Santiago había estado hacía pocos días en Cuba y en alguna tienda encontró un
cassete con la música de El Guayabero. Y él, que ya venía tratando de encontrar
las claves de la realización del rock en idioma español, quedó muy bien impresionado.
El son de raigambre originaria que es visible en el quehacer de Faustino, lo
animó a producir un disco con su música, para que en España se entendieran las
capacidades del son para propiciar el más pleno desempeño del son en nuestra
lengua.
Al
final, quedamos en que era mejor sacar al publico hispano y del resto de Europa
una antología de los más importantes cultores del son cubano, y donde, por
supuesto, aparece una composición de Faustino.
Por
culpa de falta de perspectiva de la disquera, el proyecto que estaba en
principio concebido para unos catorce volúmenes, se quedó en cinco. Y lo más
penoso ahora: nunca llegamos a hacer el disco consagrado a El Guayabero. Sin
embargo, cuando esta colección se presento en la capital española en febrero de
1992, Faustino estuvo presente.
Tengo
la dicha de haber viajado con él, desde aquí hasta un Madrid que nos recibió
con desafiantes copos de nieve. Dos días después se hizo el lanzamiento de la
antología La Semilla
del Son, en el centro nocturno El Sol.
Todavía
en ese tiempo se ofrecían discos de vinilo, casetes y empezaban a enseñar la
oreja los emergentes discos compactos.
El
fin de fiesta de aquella noche fue un concierto de El Guayabero. El salón
estaba colmado de jóvenes de la era Almodóvar, y sentí mucho temor de que este
añejo juglar, a quien había visto campear por su respeto en Bayamo y cualquier
otra plaza de Cuba, no fuera capaz de hacer tierra con aquella gente. Pues no.
Con
sus canciones de siempre, con esos picaros versos, que no por casualidad ya con
anterioridad me parecieron de linaje quevedesco, gozó con todos aquellos
muchachos y solo paró cuando los dueños del local dijeron que no había tiempo
para más.
Todo
lo contrario que expresar que «de aquellos polvos nacieron estos lodos», la
presentación de la colección Semilla del Son hizo posible la realización del
proyecto «Encuentro del Son», en el Madrid de 1993. Fue entonces cuando
apareció Jesús Cosano, uno de los más enteros promotores culturales de España
y, en especial, de Andalucía.
Ya
venía él, desde antes, tratando de explicarse la familiaridad entre nuestro son
y la más característica música del sur español; pero, sin duda, el contacto
vivo con los músicos cubanos lo acabó de determinar a celebrar, desde su
gerencia en la sevillana Fundación Luis Cernuda, el «Primer Encuentro entre el
Son y el Flamenco» en el verano de 1994.
El
Guayabero, a quien a inicios de ese año hubo que amputarle una pierna, no
renunció por ello a la invitación de la iniciación de ese foro. Dando una
muestra de voluntad entera por el servicio bohemio de la música, llegó a
Sevilla, en donde hasta las propias camisetas que identificaban el evento
exponían su efigie guitarra en ristre.
La
última conversación que sostuve con Faustino Orama debió ser en el año 2000.

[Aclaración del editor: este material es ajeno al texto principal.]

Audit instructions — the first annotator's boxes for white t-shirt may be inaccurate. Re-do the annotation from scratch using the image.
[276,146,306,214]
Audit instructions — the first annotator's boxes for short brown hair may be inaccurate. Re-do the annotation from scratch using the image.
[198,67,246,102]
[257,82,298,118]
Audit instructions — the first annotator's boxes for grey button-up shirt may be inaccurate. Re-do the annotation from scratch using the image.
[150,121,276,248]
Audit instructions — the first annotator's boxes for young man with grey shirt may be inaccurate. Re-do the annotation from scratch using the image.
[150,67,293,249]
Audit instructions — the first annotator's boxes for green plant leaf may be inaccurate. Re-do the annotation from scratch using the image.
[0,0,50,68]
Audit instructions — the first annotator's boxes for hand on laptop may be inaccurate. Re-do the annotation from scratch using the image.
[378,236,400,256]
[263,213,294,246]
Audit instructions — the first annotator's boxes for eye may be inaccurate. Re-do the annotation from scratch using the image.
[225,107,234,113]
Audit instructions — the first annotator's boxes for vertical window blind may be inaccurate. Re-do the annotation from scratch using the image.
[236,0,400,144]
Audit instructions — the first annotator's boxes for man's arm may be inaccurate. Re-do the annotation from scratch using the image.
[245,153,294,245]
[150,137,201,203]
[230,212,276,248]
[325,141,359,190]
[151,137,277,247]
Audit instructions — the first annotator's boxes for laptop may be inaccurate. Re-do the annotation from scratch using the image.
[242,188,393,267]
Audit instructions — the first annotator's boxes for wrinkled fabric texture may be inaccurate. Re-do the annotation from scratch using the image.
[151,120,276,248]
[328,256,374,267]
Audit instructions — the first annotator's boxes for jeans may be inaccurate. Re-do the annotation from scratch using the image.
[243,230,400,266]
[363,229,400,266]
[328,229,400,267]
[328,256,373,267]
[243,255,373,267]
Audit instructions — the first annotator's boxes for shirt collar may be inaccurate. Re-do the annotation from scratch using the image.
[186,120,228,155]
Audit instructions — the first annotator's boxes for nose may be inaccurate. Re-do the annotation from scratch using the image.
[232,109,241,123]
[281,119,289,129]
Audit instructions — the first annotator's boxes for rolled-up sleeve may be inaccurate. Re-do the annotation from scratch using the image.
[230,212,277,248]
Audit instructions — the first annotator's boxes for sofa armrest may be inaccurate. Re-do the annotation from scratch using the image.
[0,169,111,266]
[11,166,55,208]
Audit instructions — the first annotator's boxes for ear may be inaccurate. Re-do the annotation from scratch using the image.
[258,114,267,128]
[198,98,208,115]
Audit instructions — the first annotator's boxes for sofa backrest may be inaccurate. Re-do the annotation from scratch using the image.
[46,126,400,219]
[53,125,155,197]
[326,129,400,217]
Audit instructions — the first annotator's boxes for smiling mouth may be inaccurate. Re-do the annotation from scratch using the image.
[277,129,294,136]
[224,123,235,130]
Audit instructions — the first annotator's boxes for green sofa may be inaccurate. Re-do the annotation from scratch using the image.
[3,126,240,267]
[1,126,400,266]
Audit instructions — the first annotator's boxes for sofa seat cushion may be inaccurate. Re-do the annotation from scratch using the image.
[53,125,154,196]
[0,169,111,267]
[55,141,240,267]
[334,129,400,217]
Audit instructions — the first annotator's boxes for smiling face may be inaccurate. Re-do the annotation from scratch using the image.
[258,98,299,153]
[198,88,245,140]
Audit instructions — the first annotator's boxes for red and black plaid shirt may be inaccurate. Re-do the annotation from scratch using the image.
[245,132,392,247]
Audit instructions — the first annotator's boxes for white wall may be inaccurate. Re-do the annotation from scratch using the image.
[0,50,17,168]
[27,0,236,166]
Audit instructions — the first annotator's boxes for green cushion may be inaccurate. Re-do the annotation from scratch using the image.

Fui a su casa de Holguín, enrolado en un proyecto de documental, que nunca
después supe si había llegado a condición de obra terminada. A pesar de sus
condiciones físicas, dificultad para moverse y poca audición, aquel hombre, sin
duda, el último de nuestros trovadores itinerantes a la manera de los viejos
siglos griegos, mantenía intactos su humor y la hidalguía.
Lo
que más me impresionó en ese momento fue su respuesta cuando le pregunté,
siendo ya tan añoso, a quienes agradecía en la concreción de su carrera
musical. Sin darle curvas a la respuesta me dijo: «Agradezco a Pacho Alonso,
que cantó mi música, anunciando mi llegada de Oriente a Occidente de Cuba. Y al
músico español Santiago Auserón, que confió en la importancia de hacer sonar mi
música en su tierra».
En
el goce, su «buen tumbaíto» y al pie del kilómetro cero de la Carretera Central
he escrito todas estas líneas que están arriba. Las he ido hilvanando desde las
primeras horas del día, a poco de saber que, siendo marzo 27 —el día en que se
estrenó la primera «Bayamesa», en 1851—, El Guayabero ha muerto en su ciudad.
Hombre, da pena no poderlo volver a saludar, digamos de manera convencional,
pero a esa muerte no le tengo ningún miedo. Lo que nos queda en la memoria de
su vocación andariega y las pocas y definitorias grabaciones de sus obras, que
nadie nos podrá arrebatar, dan perpetua seguridad de su presencia.